10. Welche Verbände haben eine Stellungnahme abgegeben? Wie lang waren die Stellungnahmen? (Bitte führen Sie auch Verbände an, die ursprünglich nicht in die Verbändeanhörung inkludiert waren. Bitte geben Sie die Länge der Stellungnahmen in A4-Seiten an. Bitte übersenden Sie sämtliche Stellungnahmen als Anlage.)
11. Wie viele zur Stellungnahme aufgeforderte Verbände haben die kurze Frist zur Abgabe einer Stellungnahme bemängelt und wie viele haben einen Verlängerungsantrag für die Abgabe zur Stellungnahme gestellt? Wurden diese gewährt? Wenn nein, warum nicht?
12. Wie bewertet der Senat den Zeitraum zur Abgabe einer sachgerechten Stellungnahme im Angesicht von Prüfungszeit und Vorlesungsfreier Zeit?
13. Inwiefern wurden aufgrund der Stellungnahmen der Verbände noch Änderungen am Gesetz oder an der Begründung vorgenommen?
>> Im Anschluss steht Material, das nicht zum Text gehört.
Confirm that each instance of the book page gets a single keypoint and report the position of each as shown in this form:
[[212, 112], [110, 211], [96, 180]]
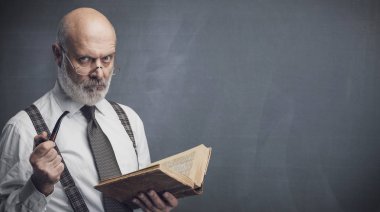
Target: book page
[[191, 163], [182, 165]]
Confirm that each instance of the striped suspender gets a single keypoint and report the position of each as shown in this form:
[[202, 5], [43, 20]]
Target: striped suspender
[[127, 126], [72, 192]]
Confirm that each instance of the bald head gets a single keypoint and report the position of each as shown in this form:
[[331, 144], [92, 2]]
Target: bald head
[[84, 24]]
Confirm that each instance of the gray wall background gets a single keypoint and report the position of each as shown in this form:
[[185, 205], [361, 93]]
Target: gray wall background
[[285, 91]]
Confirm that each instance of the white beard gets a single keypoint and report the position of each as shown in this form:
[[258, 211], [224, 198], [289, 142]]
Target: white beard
[[84, 92]]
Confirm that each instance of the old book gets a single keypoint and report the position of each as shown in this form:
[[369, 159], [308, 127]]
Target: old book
[[181, 174]]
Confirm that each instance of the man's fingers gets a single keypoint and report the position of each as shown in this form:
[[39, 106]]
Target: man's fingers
[[146, 201], [140, 204], [170, 199], [43, 148], [38, 139], [156, 200]]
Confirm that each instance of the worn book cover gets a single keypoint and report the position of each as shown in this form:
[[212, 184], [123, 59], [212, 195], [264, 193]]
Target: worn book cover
[[181, 174]]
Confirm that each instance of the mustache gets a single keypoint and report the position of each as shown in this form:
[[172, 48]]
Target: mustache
[[94, 82]]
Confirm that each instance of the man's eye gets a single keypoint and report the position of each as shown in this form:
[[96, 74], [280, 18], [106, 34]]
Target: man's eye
[[85, 60], [107, 59]]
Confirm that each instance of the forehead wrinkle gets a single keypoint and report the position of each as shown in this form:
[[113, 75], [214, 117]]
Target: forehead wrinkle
[[86, 28]]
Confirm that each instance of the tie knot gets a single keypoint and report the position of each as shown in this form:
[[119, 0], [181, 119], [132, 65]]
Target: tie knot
[[88, 112]]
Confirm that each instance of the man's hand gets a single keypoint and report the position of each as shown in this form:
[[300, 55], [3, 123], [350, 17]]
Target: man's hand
[[151, 201], [47, 165]]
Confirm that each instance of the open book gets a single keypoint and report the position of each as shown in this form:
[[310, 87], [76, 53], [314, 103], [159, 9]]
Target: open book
[[181, 174]]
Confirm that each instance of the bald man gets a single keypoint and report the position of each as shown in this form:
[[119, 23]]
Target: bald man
[[30, 172]]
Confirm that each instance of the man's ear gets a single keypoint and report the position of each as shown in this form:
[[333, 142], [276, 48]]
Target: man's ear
[[57, 52]]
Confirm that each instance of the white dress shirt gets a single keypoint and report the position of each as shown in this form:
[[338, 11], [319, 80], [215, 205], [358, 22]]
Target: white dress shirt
[[17, 192]]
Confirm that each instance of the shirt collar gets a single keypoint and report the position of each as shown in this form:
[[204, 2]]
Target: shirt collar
[[67, 104]]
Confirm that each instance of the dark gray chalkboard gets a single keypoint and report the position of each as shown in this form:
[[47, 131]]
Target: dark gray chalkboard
[[286, 92]]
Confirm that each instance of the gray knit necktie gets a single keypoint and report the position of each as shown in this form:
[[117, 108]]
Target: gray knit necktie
[[104, 156]]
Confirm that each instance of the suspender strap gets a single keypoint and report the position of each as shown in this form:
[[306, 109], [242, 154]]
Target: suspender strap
[[67, 181], [126, 124]]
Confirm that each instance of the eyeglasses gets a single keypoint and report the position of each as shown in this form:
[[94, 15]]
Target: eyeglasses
[[87, 65]]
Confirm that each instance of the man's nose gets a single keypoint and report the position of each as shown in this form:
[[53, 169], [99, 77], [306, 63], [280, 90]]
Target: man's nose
[[99, 68]]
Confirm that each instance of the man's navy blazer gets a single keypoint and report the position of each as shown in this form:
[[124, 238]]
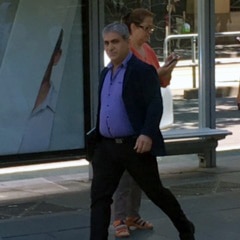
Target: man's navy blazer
[[143, 101]]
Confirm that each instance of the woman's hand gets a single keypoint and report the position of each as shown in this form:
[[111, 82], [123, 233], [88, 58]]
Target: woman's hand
[[143, 144], [165, 72]]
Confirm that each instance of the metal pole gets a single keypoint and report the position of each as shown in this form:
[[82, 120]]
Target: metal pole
[[206, 43]]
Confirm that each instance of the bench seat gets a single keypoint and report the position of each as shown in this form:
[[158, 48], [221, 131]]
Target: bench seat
[[202, 141]]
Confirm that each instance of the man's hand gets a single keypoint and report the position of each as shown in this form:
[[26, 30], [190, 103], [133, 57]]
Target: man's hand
[[143, 144]]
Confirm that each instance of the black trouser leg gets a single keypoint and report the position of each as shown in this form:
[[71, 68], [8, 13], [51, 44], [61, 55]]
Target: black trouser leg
[[106, 176], [144, 169]]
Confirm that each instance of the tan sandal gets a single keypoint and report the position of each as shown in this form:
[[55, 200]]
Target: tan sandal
[[121, 229], [138, 223]]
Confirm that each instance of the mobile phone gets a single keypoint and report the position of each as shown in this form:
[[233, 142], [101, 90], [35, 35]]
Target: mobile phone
[[175, 58]]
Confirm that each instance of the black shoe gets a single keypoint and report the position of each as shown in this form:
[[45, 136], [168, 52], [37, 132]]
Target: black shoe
[[188, 235]]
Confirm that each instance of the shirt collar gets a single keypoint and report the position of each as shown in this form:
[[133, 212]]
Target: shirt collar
[[124, 63]]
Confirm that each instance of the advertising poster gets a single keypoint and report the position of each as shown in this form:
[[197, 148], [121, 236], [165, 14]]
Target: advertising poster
[[41, 76]]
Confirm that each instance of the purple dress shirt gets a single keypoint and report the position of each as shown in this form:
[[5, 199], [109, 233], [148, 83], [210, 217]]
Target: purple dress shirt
[[114, 121]]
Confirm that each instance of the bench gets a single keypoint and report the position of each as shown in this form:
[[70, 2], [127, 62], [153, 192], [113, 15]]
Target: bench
[[202, 141]]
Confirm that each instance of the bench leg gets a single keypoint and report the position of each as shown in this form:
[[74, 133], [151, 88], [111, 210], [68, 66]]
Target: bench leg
[[208, 158]]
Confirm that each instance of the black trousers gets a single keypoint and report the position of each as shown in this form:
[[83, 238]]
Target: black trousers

Wann erfolgte die Weiterleitung des endgültigen Gesetzentwurfs der für die Sachbearbeitung zuständigen Stelle an die Referatsleitung, Abteilungsleitung, den Staatssekretär und die Senatorin? (Bitte geben Sie Datum, Uhrzeit und Art der Weiterleitung (z.B. EMail) an.)
14. Wann erfolgte der Beginn des Mitzeichnungsverfahrens für den Gesetzesentwurf durch SenWGP? (Bitte geben Sie Datum und Uhrzeit an.)
15. Wann wurde der Referent*innenentwurf von SenWGP an die Senatskanzlei übersendet, damit diese ihn an die Fraktionen im AGH übersendet? Wann erfolgte die Übersendung an das Abgeordnetenhaus? Inwiefern erfüllt die späte Zustellung des Referent*innenentwurfs an die Fraktionen das Erfordernis der Gleichzeitigkeit gem. § 39 Abs. 3 GGO II?
16. Wann erfolgte der endgültige Beschluss im Senat? Wann wurde der Gesetzantrag durch den Senat an das Abgeordnetenhaus überwiesen? (Bitte geben Sie Datum und Uhrzeit an.)